Monday, November 8, 2010

Steve Jobs on a 7-inch tablet

Steve Jobs has sadly almost crushed hope for a 7-inch iPad, when he said: "One naturally thinks that a 7-inch screen would offer 70 percent of the benefits of a 10-inch screen," Jobs said during the call. "This is far from the truth: 7-inch screens are 45 percent as large as an iPad...this size isn't sufficient for making great tablet apps."

Well, apart from Steve's many famous 180-turn-arounds*, this is complex, innit? For example, if a 7-inch iPad were to have the same amount of pixels as the ten-incher, it might have almost the same value, at least for those with good eyes and slim fingers, no?

Also, to follow Steve's math: an iPhone has only 1/8 the area of the iPad. Does Steve really believe that the iPhone is only 1/8 as good as the iPad? If so, why did he put the phone in the forefront several years ago when they were actually working on a tablet first? And why does it cost about the same as an iPad? (In fact I think that's a good question. Why is it more than twice the price of an iPod Touch? The Touch has almost all the features.)

To be honest, the essence for me is getting a 350-gram iPad (12.5 oz). 7-inch or 10-inch, no biggie. But yeah, bigger screen is better, if not for the durn weight when it's a hand-held device.


*And these examples don't even include my favorite: the the original "lamp" iMac, the first flat-panel iPad, when it came out he said that the reason they had separated the screen from the processor and disk and drive, was that the latter do not work well in a vertical position, so they'd decided to "let each unit be what it wanted to be". Woopsy, two years later, we have a slab iMac with all the drives vertical! Whuhapp'ned?

5 comments:

Bruce said...

The G4 iMac did not sell well. At least that's my understanding. Around the same time, the cube was not selling well. So Apple went to a more conventional iMac design with the G5. The new design was also easier and cheaper to make.

I too would like a lighter iPad. But I think having the first iPad be overbuilt is a good idea, in order to gain people's trust and confidence. This is going to be a device like the Mac Plus that will be in use for many, many years. It will be very hard for anyone to regret buying one because of lack of quality or durability. With a brand new type of device I think that's important.

Eolake Stobblehouse said...

I can see that argument, and I certainly like quality.
But you might say that Amazon went the other way with the Kindle, and that's not harmed it, it seems.

---
If the dome was not selling well, I can see it. Probably also it might have been hard to support a 27-inch screen, I dunno.
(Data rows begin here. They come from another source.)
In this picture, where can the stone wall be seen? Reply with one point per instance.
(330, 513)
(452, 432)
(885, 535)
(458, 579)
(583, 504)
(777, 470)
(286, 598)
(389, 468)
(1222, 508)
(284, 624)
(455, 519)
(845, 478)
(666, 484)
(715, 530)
I'm just making fun of Steve saying "this is the right way to do it," and then just reverse it later.

And the latest iPod presentation: "it turned out people missed the buttons, so we put them back... Now, the Nano: we have removed the buttons..."

rachelrachel said...

(Should be 49%, not 45%. If you're going to round to the nearest 5%, you'd get 50%. I don't know why you would round down from 49% to 45% rather than up to 50%.

Unless you're just playing deceptive games with numbers.

The formula is pretty simple. The ratio of the areas of two similar shapes is equal to the ratio of the squares of any chosen linear measurement. For our example, we have this:

The ratio of the diagonals is 7"/10" = 0.7. Square that, and you get 0.7*0.7=0.49.

Eolake Stobblehouse said...

Quite so. I got the 45% number in one of the articles, and didn't check it.

Eolake Stobblehouse said...

Now I look at the article again, it was Steve Jobs who said it, not me.

But then it could be that the "7-inch" screen is not quite seven inches, just like the iPad's screen is not quite ten.